Q: What is your vision for the future, and what goal would you want to achieve?

I foresee a great future for the current series of exploratory research into 3D vision and AR happening across multiple GRCs within Samsung Electronics. The combined efforts from all the GRCs are bound to enable Samsung to spearhead technologies and solutions, which are key to the Metaverse in the coming decade. Together, all GRCs can be a great force to be reckoned with if we join hands and collaborate to form a global XR team and harness all the collective expertise and knowledge toward the aforementioned objective.

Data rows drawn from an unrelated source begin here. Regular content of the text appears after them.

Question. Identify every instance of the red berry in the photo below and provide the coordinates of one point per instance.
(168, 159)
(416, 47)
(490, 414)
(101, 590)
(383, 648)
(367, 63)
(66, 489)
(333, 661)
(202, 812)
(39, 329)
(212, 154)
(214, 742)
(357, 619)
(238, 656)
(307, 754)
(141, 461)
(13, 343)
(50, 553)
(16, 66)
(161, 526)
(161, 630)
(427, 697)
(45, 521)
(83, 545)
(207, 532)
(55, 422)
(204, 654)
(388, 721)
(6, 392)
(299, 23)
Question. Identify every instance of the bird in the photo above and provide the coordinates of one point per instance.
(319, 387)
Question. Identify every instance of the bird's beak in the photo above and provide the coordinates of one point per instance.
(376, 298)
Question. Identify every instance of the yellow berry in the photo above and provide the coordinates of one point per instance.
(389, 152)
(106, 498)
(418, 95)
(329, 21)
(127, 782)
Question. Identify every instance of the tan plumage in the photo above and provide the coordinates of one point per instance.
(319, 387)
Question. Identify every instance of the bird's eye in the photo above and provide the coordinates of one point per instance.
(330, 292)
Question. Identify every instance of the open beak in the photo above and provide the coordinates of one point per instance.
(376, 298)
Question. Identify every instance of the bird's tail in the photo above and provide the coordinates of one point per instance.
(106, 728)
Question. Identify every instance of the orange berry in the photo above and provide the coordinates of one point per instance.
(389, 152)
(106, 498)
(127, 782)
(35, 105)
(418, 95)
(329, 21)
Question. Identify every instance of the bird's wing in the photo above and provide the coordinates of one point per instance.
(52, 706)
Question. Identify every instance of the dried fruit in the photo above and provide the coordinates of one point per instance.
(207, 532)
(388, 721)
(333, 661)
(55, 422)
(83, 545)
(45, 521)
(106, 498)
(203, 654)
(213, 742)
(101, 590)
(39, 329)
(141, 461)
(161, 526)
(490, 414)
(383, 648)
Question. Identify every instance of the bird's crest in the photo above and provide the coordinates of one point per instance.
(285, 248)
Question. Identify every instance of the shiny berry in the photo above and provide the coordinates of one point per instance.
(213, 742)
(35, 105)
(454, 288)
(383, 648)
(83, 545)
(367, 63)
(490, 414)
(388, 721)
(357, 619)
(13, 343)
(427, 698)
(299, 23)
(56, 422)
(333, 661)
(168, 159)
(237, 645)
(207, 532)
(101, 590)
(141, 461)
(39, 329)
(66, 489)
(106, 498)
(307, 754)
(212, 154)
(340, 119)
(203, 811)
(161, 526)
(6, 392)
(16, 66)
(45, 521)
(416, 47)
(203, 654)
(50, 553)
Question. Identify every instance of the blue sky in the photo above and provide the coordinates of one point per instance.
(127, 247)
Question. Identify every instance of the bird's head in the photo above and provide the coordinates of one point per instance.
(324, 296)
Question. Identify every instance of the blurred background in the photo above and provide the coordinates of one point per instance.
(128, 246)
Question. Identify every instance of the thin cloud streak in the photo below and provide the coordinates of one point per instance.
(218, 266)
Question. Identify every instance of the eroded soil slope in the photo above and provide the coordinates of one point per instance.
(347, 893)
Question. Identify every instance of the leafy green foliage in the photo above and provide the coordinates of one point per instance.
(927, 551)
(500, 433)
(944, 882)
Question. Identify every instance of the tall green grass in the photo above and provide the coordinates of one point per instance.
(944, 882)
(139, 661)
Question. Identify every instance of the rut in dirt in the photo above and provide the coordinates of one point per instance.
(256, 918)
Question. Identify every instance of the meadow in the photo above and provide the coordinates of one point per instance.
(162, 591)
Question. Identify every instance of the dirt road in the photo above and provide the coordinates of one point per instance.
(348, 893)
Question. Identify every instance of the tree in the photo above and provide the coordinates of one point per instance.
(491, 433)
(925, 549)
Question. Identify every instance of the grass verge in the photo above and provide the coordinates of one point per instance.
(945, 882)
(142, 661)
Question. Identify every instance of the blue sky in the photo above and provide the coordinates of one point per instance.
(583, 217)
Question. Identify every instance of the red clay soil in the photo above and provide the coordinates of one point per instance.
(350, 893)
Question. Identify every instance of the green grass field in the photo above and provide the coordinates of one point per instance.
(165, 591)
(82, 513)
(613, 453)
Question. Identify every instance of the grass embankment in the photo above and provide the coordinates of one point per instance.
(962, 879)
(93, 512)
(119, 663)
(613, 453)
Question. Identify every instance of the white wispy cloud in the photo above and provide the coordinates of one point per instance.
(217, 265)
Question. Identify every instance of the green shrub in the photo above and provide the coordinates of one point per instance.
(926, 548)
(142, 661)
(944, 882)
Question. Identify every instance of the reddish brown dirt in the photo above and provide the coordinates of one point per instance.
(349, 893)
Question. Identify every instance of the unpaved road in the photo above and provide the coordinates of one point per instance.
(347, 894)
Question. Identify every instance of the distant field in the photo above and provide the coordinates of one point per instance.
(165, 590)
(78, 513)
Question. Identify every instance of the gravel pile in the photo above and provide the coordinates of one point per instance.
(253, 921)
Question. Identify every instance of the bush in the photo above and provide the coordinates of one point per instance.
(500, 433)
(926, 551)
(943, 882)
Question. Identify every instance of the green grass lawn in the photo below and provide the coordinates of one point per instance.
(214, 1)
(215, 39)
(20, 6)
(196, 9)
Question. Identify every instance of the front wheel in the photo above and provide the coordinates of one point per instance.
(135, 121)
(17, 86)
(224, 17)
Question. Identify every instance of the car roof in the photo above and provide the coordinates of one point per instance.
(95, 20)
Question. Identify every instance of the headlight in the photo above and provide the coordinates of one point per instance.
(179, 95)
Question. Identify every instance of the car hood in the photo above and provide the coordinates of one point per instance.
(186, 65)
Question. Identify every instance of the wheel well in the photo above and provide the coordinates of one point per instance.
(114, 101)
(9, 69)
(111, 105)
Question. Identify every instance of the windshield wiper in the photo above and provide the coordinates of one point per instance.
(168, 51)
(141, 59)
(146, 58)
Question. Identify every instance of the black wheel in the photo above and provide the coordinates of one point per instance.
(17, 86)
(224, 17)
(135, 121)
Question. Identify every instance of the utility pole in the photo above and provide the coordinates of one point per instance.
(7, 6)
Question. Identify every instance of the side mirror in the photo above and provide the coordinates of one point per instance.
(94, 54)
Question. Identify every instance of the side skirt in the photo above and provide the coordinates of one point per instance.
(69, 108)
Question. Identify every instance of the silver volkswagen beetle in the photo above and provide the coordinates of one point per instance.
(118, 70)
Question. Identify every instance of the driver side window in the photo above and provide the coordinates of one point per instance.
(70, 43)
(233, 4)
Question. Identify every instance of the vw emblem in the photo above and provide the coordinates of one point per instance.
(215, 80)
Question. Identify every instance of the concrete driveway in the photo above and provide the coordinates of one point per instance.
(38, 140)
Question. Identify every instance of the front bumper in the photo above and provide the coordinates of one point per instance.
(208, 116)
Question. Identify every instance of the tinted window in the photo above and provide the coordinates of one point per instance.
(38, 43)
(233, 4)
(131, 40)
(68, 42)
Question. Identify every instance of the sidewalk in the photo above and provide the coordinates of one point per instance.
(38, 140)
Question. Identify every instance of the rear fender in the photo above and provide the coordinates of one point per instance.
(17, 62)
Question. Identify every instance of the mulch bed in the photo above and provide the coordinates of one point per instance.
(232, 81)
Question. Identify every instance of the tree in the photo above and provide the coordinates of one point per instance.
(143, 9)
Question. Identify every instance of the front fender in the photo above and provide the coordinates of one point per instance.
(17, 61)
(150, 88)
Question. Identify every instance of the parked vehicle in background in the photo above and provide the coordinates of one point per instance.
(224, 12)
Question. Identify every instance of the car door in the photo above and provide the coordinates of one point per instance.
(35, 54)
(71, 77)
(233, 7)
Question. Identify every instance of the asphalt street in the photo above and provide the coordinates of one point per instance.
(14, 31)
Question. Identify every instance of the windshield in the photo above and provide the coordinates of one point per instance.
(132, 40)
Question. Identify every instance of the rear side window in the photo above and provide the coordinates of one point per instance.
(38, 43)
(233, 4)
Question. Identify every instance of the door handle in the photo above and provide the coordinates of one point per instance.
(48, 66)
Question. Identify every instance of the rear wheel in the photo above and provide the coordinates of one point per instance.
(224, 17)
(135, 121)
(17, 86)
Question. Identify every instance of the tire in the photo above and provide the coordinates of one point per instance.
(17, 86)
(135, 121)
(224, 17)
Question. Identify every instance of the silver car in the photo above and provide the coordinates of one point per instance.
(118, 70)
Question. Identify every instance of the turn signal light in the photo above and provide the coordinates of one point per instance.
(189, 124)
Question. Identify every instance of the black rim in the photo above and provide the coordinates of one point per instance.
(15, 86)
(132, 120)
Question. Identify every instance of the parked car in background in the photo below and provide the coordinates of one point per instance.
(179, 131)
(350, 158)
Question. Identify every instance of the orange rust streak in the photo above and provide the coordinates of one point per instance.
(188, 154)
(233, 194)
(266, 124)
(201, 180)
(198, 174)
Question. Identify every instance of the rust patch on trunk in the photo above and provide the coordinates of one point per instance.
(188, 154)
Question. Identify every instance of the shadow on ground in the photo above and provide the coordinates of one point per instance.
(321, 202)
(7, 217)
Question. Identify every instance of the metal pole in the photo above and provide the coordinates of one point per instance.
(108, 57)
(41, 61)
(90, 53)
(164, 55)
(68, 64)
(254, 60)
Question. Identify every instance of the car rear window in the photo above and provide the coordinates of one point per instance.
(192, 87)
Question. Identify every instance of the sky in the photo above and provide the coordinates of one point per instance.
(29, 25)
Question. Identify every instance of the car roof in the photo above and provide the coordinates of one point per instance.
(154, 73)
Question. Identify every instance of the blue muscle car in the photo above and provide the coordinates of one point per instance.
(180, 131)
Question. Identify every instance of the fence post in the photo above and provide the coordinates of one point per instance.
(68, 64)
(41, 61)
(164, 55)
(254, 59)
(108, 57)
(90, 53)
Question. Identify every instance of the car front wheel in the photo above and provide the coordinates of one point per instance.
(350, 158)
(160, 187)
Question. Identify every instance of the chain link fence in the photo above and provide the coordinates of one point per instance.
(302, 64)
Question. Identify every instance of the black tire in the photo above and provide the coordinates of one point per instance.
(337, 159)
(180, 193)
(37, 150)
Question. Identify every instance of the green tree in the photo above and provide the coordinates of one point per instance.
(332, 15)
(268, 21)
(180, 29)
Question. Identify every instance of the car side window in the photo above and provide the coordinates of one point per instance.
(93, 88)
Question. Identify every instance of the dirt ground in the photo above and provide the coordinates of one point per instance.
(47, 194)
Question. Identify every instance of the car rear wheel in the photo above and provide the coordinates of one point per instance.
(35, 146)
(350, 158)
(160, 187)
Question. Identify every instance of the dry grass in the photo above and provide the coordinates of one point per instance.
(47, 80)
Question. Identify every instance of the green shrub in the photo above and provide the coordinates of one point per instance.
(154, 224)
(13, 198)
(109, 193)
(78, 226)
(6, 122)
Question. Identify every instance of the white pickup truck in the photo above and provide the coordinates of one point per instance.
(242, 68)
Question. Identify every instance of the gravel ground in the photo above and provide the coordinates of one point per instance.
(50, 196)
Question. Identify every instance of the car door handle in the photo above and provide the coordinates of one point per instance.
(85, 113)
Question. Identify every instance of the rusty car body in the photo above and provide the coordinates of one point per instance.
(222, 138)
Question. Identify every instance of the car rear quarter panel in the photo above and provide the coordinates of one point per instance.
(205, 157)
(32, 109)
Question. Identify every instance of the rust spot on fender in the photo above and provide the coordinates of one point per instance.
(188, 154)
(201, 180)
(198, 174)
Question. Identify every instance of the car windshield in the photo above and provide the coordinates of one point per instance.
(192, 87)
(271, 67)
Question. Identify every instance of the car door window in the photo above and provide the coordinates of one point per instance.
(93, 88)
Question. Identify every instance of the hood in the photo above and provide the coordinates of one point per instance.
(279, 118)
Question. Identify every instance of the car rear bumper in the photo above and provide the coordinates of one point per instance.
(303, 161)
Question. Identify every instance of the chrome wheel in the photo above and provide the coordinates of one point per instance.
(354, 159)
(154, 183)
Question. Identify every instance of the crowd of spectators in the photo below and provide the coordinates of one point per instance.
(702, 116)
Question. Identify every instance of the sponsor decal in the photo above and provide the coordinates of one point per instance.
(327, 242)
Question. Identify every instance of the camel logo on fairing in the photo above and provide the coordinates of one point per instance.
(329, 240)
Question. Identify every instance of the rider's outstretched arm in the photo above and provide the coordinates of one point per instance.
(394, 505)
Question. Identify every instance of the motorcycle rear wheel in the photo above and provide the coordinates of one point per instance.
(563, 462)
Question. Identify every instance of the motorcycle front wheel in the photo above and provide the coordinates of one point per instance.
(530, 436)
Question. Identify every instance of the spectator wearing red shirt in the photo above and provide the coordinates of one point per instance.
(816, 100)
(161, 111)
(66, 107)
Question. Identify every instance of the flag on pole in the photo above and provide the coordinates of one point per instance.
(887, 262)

As an expert in 3D vision and AR, I strongly feel that the best is yet to come with respect to the creation of the ultimate immersive XR experience delivered to the end user, with the greatest 3D realism. This is possible only through the amalgamation of multiple modalities, such as vision, gesture, voice, touch, and inertial sensors, creating the human-like, human-friendly, near natural 3D experience on smartphone or other smart head-mounted devices (HMDs), such as AR glasses. Imagine a realistic, parallel world full of customizable virtual locations where you can interact with any virtual entity, while the real you is in the real world assimilating the virtual experience using your own DHA, which can talk, act, and behave exactly like you, through any suitable HMDs.